Activating mitochondrial ATP-sensitive potassium (mitoK(ATP)) channels is a critical event of pharmacological preconditioning, which can enhance neuronal ability against various insults. mitoK(ATP) channels are abundant in neurons and can be selectively opened by diazoxide (DZ). The aim of this study was to determine whether DZ could restrain neuronal apoptosis induced by anoxia-reoxygenation and to reveal the effect of DZ preconditioning on the expressions of Bcl-2 and Bax proteins in cultured hippocampal neurons. Cultured for 9~10 d in vitro, the hippocampal neurons of Sprague-Dawley rats were assigned to the following 5 groups randomly: Control, DZ 0 mumol/L, DZ 30 mumol/L, DZ 100 mumol/L, DZ 100 mumol/L+5-hydroxydecanoate (5-HD, a selective mitoK(ATP) channel blocker) 100 mumol/L. Prior to oxygen deprivation, the hippocampal neurons except those in the control group were treated with DZ or DZ+5-HD for 1 h per day and this treatment persisted for 3 d. Thereafter, neurons were subjected to anoxia for 4 h and followed by reoxygenation. At 24 h of reoxygenation the neuronal survival rates were measured by MTT method, while the apoptotic rates were assayed by annexin V-FITC staining.

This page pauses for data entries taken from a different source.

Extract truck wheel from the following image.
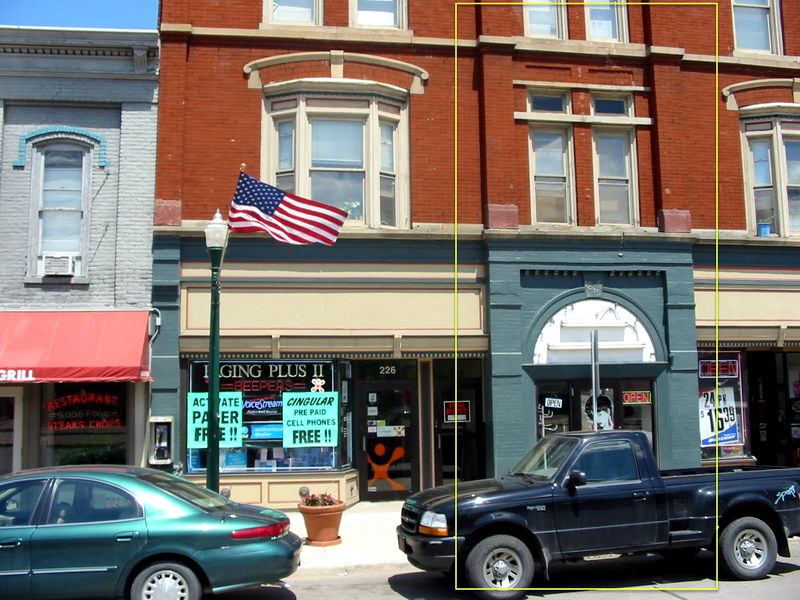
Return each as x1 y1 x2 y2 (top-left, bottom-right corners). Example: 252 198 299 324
466 535 534 600
131 562 203 600
719 517 778 579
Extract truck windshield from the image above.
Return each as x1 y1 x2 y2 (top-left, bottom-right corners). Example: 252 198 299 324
511 436 578 479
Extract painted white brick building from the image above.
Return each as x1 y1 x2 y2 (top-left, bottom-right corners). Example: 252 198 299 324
0 27 159 473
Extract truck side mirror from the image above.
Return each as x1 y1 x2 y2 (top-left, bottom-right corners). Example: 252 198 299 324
567 471 586 491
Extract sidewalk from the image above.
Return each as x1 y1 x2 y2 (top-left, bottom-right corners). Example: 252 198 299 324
283 501 414 576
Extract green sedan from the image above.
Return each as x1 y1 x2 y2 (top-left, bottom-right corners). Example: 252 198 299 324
0 466 302 600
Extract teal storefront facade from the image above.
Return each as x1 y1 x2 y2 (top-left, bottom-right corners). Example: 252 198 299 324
486 233 700 474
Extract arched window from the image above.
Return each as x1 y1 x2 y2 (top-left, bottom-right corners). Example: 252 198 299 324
30 138 92 276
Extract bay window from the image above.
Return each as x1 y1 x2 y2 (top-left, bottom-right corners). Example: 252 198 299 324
525 0 568 39
350 0 406 28
744 119 800 235
30 140 92 276
265 93 409 228
586 0 628 42
733 0 780 53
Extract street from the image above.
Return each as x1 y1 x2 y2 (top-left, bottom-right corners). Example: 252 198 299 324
214 541 800 600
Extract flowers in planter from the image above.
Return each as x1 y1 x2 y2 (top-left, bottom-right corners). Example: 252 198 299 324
303 492 339 506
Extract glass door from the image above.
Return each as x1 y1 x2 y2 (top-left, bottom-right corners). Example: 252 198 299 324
0 396 15 475
355 360 419 500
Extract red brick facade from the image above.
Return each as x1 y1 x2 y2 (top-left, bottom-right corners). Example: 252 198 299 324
156 0 800 230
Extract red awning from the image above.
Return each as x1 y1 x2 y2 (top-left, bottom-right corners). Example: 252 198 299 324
0 311 152 383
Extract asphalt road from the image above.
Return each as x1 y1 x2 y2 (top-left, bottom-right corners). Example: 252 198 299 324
208 541 800 600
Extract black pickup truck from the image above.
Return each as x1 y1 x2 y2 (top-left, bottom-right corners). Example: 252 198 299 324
397 431 800 599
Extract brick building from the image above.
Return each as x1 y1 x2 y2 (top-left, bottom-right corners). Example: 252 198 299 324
0 27 158 473
153 0 800 506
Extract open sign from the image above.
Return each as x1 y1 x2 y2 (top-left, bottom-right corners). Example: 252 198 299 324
444 400 470 423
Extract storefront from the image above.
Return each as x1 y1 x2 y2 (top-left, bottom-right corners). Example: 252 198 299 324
0 311 151 473
487 234 701 473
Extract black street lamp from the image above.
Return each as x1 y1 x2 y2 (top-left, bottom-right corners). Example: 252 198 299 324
206 210 228 492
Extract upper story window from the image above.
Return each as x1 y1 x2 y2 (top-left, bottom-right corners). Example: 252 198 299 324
350 0 406 29
733 0 780 54
265 0 322 25
525 0 568 39
594 128 636 225
586 0 628 42
744 118 800 235
30 140 92 276
265 93 409 228
592 94 631 117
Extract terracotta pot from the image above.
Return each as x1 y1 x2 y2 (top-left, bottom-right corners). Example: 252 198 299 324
297 500 345 546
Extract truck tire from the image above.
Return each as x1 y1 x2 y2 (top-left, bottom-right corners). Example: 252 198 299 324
130 562 203 600
466 535 534 600
719 517 778 579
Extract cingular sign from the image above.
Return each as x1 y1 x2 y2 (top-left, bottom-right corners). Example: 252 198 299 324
283 392 339 448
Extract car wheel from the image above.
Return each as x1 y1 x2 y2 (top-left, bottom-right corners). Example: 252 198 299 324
131 562 203 600
466 535 534 600
719 517 778 579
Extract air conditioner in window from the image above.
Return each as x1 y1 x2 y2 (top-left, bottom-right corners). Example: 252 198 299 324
42 254 75 276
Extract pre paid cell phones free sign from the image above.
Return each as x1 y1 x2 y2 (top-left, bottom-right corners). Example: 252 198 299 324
283 392 339 448
186 392 242 448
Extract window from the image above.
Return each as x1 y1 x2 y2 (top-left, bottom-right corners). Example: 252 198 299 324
525 0 568 39
744 119 800 235
575 441 639 483
267 94 409 228
350 0 406 28
31 141 92 276
586 0 628 42
47 479 142 525
266 0 322 25
594 130 635 225
531 128 573 223
0 479 44 527
733 0 780 53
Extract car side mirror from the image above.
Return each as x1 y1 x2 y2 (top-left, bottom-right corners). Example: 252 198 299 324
567 471 586 491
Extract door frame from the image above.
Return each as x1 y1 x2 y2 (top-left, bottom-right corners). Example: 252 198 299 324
0 385 25 473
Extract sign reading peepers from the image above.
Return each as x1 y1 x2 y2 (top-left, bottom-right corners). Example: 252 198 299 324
283 392 339 448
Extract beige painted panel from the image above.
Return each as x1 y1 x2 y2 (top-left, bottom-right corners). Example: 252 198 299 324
181 262 486 284
695 289 800 325
181 285 484 335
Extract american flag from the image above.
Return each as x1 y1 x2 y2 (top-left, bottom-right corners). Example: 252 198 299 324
228 173 347 246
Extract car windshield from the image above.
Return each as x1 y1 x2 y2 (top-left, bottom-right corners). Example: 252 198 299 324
511 436 578 480
139 473 230 510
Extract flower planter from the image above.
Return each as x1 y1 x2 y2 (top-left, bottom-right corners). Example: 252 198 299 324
297 500 345 546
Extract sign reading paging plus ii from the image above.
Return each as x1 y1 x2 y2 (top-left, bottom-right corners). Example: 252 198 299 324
186 392 242 448
283 392 339 448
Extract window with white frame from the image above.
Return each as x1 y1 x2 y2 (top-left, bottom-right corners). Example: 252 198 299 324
265 0 322 25
530 126 574 224
586 0 628 42
266 93 409 228
350 0 406 29
744 118 800 235
733 0 780 54
594 129 636 225
31 140 92 276
525 0 568 39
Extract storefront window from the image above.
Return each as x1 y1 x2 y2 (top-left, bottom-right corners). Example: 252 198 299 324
39 383 127 466
187 361 348 473
698 352 749 461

The expressions of Bcl-2 and Bax proteins were detected with immunocytochemistry and evaluated by Western blot. Anoxia-reoxygenation injury reduced the survival rates and increased apoptotic rates significantly. In comparison with those in other groups, the survival rate in DZ 100 mumol/L group was increased by about 15%, whereas the apoptotic rate was decreased by almost 12% simultaneously. 5-HD could abolish the neuroprotection afforded by 100 mumol/L DZ. Bcl-2 and Bax proteins in the control normoxic neurons were both expressed slightly, while anoxia-reoxygenation led to high expression of Bax protein. The administration of 100 mumol/L DZ enhanced the expression of Bcl-2 protein by nearly 60%, whereas Bax protein was reduced by approximately 30%. Lower concentrations of DZ had no detectable effects on the expressions of Bcl-2 and Bax proteins. However, beneficial effects of DZ on the expressions of Bcl-2 and Bax proteins were reversed after the co-treatment with 5-HD. In conclusion, 100 mumol/L DZ prevented cultured hippocampal neurons from apoptosis induced by anoxia-reoxygenation possibly through up-regulating the expression of Bcl-2 protein and down-regulating the expression of Bax protein.